Kurz vor dem Durchbruch des Ersten Weltkrieges spaltete sich die deutsche Judenheit in zwei Richtungen (entweder kulturelle Assimilation oder Zionismus) und stand deutlich gegeneinander. In dieser Abhandlung werden die Tendenzen solcher sich gegeneinander spaltenden Juden Deutschlands während des Ersten Weltkrieges dadurch in Betracht gezogen, daß die damalige Beziehung zwischen den zwei jüdischen Organisationen [Centralverein deutscher Staatsbürger jüdischen Glaubens (CV) und Zionistische Vereinigung für Deutschland (ZVfD)] analysiert wird.

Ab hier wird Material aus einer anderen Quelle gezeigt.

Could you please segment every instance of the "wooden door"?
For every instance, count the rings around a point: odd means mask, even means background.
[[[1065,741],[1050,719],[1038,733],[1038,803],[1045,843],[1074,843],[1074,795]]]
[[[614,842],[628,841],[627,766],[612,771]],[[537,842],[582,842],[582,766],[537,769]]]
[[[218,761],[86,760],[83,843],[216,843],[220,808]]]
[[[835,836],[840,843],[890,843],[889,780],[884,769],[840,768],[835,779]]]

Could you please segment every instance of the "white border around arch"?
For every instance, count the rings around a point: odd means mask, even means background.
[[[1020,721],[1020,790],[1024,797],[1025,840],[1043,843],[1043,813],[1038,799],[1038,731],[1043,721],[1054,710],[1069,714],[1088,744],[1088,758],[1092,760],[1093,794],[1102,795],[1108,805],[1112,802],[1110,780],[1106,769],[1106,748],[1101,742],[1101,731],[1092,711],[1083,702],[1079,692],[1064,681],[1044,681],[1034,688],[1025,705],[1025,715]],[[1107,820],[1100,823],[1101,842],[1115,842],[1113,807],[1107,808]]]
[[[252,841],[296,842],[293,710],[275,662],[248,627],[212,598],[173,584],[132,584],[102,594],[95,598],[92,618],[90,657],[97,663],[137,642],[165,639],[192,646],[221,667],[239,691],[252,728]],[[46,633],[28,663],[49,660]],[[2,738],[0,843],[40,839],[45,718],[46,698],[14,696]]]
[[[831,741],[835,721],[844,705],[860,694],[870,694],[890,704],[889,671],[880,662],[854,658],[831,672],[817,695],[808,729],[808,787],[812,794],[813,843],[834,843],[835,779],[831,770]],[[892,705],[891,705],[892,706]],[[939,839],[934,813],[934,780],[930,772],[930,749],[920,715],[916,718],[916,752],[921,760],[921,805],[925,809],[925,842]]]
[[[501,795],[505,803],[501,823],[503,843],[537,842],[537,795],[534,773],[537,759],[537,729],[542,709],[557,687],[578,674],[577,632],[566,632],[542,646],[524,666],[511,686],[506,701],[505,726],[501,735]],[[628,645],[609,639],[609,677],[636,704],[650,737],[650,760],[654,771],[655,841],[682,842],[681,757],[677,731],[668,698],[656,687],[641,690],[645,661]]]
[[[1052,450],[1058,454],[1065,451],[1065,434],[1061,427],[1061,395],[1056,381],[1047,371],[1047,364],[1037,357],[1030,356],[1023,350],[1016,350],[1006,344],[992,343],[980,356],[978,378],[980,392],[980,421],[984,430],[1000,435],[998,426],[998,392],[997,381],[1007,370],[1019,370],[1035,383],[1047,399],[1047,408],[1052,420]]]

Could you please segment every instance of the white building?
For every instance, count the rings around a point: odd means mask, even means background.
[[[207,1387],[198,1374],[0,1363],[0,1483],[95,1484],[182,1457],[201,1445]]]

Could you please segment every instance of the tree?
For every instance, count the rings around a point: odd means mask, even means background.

Der CV wollte, unter der nationalistischen Situation Deutschlands und dem sog. Burgfriede, seine Treue gegenüber dem Vaterland noch stärker zeigen, weil er es dabei erwartete, dadurch als echte deutsche Mitbürger anerkannt zu werden. Die ZVfD, andrerseits, wurde zur strategischen Linienwechsel gezwungen, um ihre zionistischen Interessen auf die Interessen der Mittelmächte und Türkei einzustellen und dadurch zu propagieren.
Erst am Anfang 1918 konnten die beiden Organisationen zum erstenmal in der Weltkriegszeit über die Rechtsschtzfrage der Juden des Ostens positiv kooperieren. Dabei waren sie beide in eine Sackgasse geraten. Während der CV keine wirksame Abwehrstrategie gegen den unter schlechter Kriegslage und schrechter innerdeutschen, wirtschaftlichen Situation noch stärker werdenden Antisemitismus zeigen konnte, gingen die engrischen Zionisten der ZVfD durch Balfor-Deklaration voran. Aus dem Wunsch, diese Sackgasse-Situation zu überwinden, entstand diese Kooperation durch die Gründung der Vereinigung jüdischer Organisationen Deutschlands zur wahrung der Rechte der Juden des Ostens. Aber keine Kooperation der beiden Organisationen entstand über die Abwehr des noch stärker werdenden Antisemitismus. Eine Ursache dafür wird in dieser Abhandlung darin gefunden, daß die für die ZVfD wirksame Abwehrstrategie gegen den Antisemitismus, d. h. die Schaffung einer autonomischen, gesamtjüdischen Institution Deutschlands, mit der Abwehrstrategie des CVs nie vereinbar war.